Sosyalizme politik yolla varılır. Sosyalizme giden politik yol, proletaryanın politik hareketidir. Politik hareket zorlayıcılık demektir. Zorlayıcılık olmadan işçilerin politik hareketi gerçek anlamını yitirir. Çünkü zorlayıcılık olmadan emekçi sınıfı burjuvaziyi hiçbir zaman deviremez. 20. yüzyılın en sürükleyici hareketi, işçilerin politik hareketi olan komünist harekettir. Bu hareket zorlayıcılığa dayanmasaydı, yüzyılın en sürükleyici hareketi olamaz, toplumsal devrimi başaramazdı.

Doksanlarda Doğu Avrupa’da, sosyalizmin bir toplumsal sistem olarak onyıllarca varlığını sürdürdüğü ülkelerde ortaya çıkan durum, devrimci bir sınıf olan proletaryayı, dünyayı değiştirme yani sınıfları kaldırma amacından vazgeçiremezdi. Sosyalizm bir yerde geçici olarak geriye düşüş gösterdi, fakat başka yerlerde, sosyalizm uğruna mücadelede yeni bir atak içine girdi. Devrimci işçiler, devrimci işçilerin partisi, olanlardan ders çıkardı. Sınıf mücadelesinin derslerini kendi düşünce cephaneliğine kattı. Deneyimleri canlı sınıf mücadelesine kattı. İşçi sınıfı ve onun, politik temsilcisi sermayeye karşı savaşta, siyasi bakımdan şimdi daha donanımlı. Siyasi bakımdan yetkin ve donanımlı olmak, burjuvaziyle savaşta bize üstünlük sağlar. Teorik olduğu kadar, siyasal olarak da ileri bir düzeyi temsil edecek bir konumda değilsen, milyonları bulan devrimci kitleleri temel devrimci hedeflere çekmede ikna edemez, onları bu doğrultuda harekete geçiremezsin.

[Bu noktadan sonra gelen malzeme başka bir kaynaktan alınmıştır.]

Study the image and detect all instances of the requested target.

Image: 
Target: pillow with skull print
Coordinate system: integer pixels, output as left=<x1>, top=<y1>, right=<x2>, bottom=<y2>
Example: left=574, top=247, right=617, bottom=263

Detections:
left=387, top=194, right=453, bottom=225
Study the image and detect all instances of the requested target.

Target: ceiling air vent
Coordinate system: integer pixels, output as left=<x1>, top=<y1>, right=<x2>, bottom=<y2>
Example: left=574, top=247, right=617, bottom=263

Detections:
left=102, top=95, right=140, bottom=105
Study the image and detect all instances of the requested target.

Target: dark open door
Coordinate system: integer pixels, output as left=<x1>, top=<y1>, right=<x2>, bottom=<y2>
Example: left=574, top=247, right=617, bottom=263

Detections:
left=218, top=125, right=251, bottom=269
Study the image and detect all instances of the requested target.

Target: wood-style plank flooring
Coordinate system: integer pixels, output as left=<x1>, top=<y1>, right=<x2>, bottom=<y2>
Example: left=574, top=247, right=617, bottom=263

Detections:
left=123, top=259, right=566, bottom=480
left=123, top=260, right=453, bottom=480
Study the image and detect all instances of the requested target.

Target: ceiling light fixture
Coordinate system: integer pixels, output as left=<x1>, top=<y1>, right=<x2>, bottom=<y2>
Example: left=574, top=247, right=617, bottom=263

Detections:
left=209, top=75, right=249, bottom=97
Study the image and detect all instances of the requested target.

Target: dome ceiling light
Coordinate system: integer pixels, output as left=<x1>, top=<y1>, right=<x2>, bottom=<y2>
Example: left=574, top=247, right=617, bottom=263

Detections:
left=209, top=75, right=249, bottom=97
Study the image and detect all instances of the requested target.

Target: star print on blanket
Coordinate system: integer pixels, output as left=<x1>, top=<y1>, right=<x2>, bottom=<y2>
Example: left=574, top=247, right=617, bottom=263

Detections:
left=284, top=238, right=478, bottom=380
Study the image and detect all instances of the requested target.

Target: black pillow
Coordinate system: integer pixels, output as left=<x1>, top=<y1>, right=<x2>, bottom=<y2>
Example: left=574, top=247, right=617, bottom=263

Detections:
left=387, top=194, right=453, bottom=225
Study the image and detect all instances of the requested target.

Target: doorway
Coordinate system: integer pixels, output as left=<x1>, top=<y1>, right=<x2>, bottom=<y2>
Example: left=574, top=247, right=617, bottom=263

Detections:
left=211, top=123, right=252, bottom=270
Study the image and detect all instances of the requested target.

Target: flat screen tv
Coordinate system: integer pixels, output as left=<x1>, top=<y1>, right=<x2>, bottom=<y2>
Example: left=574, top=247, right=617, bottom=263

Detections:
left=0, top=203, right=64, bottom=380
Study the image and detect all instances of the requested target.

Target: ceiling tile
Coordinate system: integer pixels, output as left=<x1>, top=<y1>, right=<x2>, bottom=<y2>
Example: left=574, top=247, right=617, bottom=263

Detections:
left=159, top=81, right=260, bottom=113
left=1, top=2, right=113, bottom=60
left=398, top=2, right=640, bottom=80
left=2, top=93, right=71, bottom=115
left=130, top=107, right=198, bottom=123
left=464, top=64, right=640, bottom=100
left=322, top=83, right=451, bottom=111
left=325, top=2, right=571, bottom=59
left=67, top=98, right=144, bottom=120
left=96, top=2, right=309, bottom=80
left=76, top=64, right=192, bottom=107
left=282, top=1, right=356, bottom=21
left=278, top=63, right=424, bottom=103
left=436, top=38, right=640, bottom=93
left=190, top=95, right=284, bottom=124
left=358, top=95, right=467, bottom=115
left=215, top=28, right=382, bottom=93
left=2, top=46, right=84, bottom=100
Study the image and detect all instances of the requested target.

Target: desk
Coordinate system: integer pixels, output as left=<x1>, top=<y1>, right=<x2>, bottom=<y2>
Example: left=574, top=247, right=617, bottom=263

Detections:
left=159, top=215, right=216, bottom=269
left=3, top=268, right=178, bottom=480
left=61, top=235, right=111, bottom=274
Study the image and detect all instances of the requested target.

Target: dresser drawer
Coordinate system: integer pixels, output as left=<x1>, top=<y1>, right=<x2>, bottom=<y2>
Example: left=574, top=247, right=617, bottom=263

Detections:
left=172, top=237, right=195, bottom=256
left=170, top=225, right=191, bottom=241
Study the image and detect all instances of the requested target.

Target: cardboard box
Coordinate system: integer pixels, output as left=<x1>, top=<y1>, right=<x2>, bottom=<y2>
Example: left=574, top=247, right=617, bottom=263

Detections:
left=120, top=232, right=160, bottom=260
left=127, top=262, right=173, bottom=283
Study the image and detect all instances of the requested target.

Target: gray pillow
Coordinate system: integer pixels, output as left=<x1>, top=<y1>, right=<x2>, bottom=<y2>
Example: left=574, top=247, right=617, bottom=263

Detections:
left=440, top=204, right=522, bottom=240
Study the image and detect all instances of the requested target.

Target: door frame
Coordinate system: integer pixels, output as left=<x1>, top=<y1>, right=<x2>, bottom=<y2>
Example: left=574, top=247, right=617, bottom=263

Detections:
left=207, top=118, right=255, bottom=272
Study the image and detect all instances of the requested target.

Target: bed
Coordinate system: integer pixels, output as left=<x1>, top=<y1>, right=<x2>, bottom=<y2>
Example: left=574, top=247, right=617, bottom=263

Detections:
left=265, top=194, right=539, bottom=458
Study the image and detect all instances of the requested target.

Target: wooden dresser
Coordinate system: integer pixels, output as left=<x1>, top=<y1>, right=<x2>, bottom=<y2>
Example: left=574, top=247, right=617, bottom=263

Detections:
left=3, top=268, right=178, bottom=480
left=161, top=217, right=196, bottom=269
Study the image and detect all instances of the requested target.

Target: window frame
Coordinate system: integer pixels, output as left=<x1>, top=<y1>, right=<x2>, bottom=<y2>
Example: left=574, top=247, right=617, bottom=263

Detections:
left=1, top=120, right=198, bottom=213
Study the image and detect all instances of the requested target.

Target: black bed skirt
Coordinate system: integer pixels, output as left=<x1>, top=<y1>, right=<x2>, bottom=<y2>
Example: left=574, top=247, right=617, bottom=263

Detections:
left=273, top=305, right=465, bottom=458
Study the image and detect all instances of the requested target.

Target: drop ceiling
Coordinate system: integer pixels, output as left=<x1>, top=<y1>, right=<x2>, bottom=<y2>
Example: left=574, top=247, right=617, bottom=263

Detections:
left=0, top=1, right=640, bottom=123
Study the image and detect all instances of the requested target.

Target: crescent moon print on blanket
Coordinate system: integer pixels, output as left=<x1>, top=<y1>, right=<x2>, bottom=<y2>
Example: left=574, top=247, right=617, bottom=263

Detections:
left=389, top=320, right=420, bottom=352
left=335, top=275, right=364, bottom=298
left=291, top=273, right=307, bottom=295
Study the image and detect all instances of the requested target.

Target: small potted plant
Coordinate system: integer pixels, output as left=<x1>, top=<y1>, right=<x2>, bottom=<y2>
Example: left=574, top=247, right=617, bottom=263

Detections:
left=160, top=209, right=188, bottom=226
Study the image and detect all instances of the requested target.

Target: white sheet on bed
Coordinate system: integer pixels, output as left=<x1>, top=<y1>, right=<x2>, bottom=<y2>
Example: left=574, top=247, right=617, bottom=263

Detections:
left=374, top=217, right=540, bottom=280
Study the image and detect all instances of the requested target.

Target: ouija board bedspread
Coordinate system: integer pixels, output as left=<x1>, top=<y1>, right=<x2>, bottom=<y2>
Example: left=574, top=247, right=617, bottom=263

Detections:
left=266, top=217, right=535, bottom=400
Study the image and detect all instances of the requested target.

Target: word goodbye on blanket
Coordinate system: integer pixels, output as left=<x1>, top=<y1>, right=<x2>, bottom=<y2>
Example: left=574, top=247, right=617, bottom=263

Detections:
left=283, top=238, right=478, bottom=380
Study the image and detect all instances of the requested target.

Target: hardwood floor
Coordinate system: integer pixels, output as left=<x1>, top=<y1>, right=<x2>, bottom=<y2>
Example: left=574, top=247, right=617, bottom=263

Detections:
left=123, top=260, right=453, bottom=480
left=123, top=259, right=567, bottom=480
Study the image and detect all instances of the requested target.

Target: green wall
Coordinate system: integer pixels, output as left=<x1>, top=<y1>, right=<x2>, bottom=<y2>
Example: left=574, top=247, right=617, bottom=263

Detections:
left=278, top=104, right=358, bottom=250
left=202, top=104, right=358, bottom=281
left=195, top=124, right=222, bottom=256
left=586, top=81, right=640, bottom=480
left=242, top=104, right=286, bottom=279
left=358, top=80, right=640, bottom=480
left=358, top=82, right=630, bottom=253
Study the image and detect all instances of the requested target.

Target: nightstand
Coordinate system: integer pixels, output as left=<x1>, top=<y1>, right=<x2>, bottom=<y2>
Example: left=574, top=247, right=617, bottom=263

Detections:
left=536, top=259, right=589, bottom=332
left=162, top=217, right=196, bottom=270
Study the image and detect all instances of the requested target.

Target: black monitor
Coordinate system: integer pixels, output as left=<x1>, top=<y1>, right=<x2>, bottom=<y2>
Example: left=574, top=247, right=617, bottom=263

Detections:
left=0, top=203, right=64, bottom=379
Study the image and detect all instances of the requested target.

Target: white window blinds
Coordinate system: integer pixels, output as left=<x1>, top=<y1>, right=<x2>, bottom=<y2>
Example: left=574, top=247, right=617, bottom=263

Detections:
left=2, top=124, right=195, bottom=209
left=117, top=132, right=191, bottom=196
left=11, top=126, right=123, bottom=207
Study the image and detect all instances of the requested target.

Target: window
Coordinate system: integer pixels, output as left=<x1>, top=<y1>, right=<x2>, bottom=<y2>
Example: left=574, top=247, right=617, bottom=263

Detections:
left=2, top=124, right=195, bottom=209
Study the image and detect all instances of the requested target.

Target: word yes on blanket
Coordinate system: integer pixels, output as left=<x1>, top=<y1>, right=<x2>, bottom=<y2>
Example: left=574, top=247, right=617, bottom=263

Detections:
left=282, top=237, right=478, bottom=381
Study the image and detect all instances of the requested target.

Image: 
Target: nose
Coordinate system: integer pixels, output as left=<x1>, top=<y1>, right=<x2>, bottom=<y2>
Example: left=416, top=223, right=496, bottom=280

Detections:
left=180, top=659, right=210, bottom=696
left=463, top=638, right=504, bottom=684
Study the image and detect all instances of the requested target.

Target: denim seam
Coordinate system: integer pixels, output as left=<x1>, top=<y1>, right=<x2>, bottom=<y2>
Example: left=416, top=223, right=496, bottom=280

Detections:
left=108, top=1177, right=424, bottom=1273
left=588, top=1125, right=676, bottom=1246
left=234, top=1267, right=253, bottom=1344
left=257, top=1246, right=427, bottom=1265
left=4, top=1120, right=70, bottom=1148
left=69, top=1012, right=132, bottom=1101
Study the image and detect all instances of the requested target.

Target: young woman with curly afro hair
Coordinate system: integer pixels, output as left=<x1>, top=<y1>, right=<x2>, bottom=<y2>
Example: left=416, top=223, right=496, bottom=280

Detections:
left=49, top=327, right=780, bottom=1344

Dünya genelinde güncel sınıf mücadelesi, geçen yüzyıldan bu yana -öncesiyle birlikte- tüm ülkelerde süren sınıf mücadelesinin ve sosyalizmin yarattığı sonuçlara dayanıyor ve bu sonuçlardan devam ediyor. Bu sonuçlar olmasaydı, doksandan bu yana dünyanın birçok merkezini sarsan ayaklanmalar bu kadar iyi örgütlenemez ve eylemler bu kadar sürmezdi. Her eylem sırasında o güne kadar sınıf mücadelesi adına sosyalizm adına ne öğrenmişsek ve ne biliyorsak, onu pratiğe geçirmeye çalışıyoruz. Her ayaklanmada anında komiteler, konseyler, meclisler biçiminde örgütleniyorsak, verilen mücadelenin sonuçlarından devam ettiğimiz içindir. Yarın bu sonuçlarla onları aşan yeni sonuçlar yaratarak zafere ulaşacağız.

Dünya proletaryasının, sınıf mücadelesiyle yarattığı sonuçlar nasıl mücadelenin bir gerçeğiyse, sahnesi uluslararası alan olan bu savaşın iki sınıf, iki güç ve iki dünya arasında olduğu çağımızın bir gerçeğidir. İki sınıf arasındaki savaş ve savaşımın gelişimi dünyanın güncel görünümünü biçimlendiriyor. Daha ötesi, iki sınıf arasındaki savaşım insanlığın geleceğini belirler. Bu savaşın ilk sonucu ne olursa olsun, savaşın bir tarafı olan proletaryanın nihai zaferi kesindir. İktidar biçiminde örgütlenen devrimci sınıf toplumu yeniden örgütleyecek, yani toplumu yeniden biçimlendirecek. Proletaryanın tarihsel rolü, sadece, işçi sınıfının niteliğiyle açıklanamaz. Proletaryanın devrimci rolü, canlı sınıf mücadelesi olarak yaşama geçiyor.